Home / Component / APU / AMD’s ‘Zen’ could sport Intel’s ‘Skylake’ features, new 512-bit FPU – rumours

AMD’s ‘Zen’ could sport Intel’s ‘Skylake’ features, new 512-bit FPU – rumours

Although microprocessors based on AMD’s next-generation high-performance micro-architecture code-named “Zen” are more than a year away, some details regarding the forthcoming chips and “Zen” in general are beginning to surface. The most recent rumours about the new architecture add some technical details and point to release schedule of the new chips.

As reported, the first central processing units to use “Zen” for client PCs will be the code-named “Summit Ridge” chip that is expected to feature up to eight cores, a DDR4 memory controller, a PCI Express 3.0 controller and up to 95W thermal design power. It is projected that the chip will be made using 14nm FinFET process technology by GlobalFoundries or Samsung Electronics. Based on unofficial information, AMD’s “Summit Ridge” processors will hit the market in the third quarter of 2016.

amd_fusion_apu_chip_1

Servers first

WccfTech reports citing its own sources that with “Zen” AMD will return to its traditional practice of introducing server processors powered by the latest micro-architectures first and then follow with chips for client PCs. There are no exact schedules given, but taking into account relatively slow ramp up of server processors and platforms by server makers, if AMD wants to find its new Opteron chips in 2016 servers in more or less significant quantities, it will have to introduce its new CPUs in the first half of the year.

amd_server-room

Since eight cores inside the “Summit Ridge” are not enough for modern servers, AMD will either continue to use multi-chip-module design for Opteron processors based on “Zen” architecture next year and onwards (to get a many-core CPU out of two multi-core dies), or will make a separate multi-core design specifically for servers. In fact, AMD has had a technology to build “native” 16-core Opteron processors featuring “Bulldozer”-class dual-core modules for quite a while, but it is unknown whether it will use it even for its forthcoming chips featuring the new micro-architecture.

amd_opteron_chips

Keeping in mind that actual x86 cores are not large and the fact that AMD will utilize 14nm FinFET process tech (albeit with 20nm BEOL interconnect flow and hence appropriate geometries) to make “Zen”-based products, it is possible that AMD will go for native many-core design for server processors if the cores are compact enough and the company finds this a viable and cost-effective solution.
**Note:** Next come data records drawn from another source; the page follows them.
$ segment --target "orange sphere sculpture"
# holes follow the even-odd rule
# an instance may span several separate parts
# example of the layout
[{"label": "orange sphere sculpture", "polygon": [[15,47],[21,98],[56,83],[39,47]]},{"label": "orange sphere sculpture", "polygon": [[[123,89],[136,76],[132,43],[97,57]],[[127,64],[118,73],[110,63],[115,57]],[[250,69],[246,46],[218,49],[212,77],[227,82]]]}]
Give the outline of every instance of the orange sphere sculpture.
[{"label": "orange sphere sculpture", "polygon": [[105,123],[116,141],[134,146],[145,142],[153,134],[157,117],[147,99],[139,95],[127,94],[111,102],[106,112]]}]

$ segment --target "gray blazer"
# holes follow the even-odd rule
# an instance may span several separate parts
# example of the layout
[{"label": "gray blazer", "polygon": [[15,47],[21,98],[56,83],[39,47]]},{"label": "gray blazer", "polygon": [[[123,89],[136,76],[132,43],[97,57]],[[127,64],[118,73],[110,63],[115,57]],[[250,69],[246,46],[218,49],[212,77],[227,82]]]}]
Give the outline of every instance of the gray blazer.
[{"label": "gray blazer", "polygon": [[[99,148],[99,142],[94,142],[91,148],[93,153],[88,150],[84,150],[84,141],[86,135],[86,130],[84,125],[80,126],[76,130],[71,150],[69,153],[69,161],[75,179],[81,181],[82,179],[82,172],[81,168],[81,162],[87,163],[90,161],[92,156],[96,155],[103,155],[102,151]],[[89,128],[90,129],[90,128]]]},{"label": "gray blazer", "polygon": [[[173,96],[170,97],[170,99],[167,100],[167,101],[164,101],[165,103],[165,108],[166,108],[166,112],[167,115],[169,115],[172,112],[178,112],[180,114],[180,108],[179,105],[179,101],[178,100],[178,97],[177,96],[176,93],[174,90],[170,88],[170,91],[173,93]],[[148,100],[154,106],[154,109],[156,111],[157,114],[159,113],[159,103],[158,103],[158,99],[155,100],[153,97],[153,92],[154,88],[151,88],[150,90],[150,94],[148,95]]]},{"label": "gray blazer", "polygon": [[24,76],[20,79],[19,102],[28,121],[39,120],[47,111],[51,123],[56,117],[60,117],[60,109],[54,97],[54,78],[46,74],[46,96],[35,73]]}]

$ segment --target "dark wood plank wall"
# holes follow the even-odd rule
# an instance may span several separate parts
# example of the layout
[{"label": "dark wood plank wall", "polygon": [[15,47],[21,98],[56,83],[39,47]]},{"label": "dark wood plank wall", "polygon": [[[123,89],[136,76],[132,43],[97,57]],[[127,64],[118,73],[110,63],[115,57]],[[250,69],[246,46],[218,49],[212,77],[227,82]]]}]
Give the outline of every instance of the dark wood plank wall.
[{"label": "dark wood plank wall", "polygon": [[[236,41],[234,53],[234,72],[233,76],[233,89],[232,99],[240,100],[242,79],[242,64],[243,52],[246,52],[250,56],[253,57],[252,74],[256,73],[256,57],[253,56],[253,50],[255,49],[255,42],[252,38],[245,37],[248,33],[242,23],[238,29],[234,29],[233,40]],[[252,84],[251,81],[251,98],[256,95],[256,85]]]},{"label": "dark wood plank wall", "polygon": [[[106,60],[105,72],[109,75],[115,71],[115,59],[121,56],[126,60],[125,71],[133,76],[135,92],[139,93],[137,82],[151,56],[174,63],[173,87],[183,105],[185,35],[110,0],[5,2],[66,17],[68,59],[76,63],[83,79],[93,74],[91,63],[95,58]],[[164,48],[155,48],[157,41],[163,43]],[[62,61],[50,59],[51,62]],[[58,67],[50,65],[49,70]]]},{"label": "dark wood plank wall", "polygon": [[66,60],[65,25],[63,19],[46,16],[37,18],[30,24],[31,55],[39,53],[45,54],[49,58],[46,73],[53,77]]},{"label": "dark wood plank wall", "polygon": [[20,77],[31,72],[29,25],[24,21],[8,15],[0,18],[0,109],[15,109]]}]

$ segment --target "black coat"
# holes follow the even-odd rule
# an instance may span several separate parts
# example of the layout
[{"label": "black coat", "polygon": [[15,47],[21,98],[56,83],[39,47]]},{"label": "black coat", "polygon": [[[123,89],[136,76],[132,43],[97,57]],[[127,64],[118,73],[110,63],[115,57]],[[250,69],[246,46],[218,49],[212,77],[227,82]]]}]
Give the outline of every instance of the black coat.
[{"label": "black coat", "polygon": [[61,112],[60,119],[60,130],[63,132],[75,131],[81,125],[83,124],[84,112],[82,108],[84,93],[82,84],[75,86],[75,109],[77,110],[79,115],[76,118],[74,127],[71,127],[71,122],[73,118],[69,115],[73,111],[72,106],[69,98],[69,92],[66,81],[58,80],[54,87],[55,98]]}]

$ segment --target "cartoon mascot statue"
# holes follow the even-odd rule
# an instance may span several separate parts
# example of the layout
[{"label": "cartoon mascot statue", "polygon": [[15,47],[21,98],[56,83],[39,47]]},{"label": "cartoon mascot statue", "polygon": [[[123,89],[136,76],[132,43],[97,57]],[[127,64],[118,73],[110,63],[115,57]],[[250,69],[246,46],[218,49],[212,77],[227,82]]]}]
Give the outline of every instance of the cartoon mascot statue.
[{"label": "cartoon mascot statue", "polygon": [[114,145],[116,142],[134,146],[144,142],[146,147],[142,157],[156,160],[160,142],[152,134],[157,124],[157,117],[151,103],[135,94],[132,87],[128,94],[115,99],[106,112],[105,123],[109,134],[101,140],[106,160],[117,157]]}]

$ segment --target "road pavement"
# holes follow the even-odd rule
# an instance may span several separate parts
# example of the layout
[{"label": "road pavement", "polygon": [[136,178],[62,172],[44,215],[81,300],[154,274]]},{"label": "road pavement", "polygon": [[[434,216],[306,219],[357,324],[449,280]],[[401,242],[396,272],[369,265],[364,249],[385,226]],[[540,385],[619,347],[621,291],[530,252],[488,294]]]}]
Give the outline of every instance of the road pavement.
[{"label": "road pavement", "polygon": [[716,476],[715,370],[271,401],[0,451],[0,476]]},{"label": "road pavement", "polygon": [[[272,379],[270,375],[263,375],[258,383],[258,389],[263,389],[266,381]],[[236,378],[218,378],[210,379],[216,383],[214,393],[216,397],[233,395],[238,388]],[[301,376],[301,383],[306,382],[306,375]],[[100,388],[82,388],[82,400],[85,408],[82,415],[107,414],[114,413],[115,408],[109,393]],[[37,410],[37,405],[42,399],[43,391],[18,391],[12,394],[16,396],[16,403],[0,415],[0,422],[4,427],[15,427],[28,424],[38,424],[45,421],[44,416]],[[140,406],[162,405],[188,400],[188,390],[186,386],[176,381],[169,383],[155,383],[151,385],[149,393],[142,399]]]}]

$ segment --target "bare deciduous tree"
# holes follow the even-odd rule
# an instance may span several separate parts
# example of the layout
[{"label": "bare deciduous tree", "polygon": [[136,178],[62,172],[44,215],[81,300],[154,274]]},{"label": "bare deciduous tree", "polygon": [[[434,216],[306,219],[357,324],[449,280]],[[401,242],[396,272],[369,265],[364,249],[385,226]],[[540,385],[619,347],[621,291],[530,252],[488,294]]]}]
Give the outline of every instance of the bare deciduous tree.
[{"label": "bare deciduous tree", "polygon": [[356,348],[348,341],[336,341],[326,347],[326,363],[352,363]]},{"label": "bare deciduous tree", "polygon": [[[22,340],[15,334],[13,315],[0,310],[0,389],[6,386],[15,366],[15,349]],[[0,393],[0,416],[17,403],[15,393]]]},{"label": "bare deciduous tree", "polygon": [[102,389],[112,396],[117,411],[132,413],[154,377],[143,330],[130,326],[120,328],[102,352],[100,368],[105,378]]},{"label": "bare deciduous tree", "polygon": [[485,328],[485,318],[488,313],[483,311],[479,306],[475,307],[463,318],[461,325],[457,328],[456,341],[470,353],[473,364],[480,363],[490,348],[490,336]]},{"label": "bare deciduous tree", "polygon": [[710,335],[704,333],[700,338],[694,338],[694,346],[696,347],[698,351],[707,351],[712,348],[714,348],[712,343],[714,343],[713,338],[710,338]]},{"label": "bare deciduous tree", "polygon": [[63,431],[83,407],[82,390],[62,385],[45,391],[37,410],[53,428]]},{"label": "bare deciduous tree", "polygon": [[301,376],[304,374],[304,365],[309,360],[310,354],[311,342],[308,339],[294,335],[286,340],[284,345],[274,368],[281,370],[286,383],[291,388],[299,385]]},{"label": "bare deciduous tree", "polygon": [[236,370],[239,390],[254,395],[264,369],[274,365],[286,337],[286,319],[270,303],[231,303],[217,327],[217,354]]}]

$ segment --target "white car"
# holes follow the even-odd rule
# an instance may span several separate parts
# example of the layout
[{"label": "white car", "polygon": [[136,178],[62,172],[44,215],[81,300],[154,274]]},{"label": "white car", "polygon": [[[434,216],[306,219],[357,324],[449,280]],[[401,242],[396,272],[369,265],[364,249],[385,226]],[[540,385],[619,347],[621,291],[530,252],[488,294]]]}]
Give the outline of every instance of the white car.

“Skylake” instructions inside “Zen” point to a new FPU

The new micro-architecture from AMD promises to be very different from the company’s current-generation “Bulldozer”-class designs, but almost nothing is known about “Zen” outside of Advanced Micro Devices at present. Without providing any details, the aforementioned media report claims that the new architecture features certain technologies found in the upcoming Intel “Skylake” processors.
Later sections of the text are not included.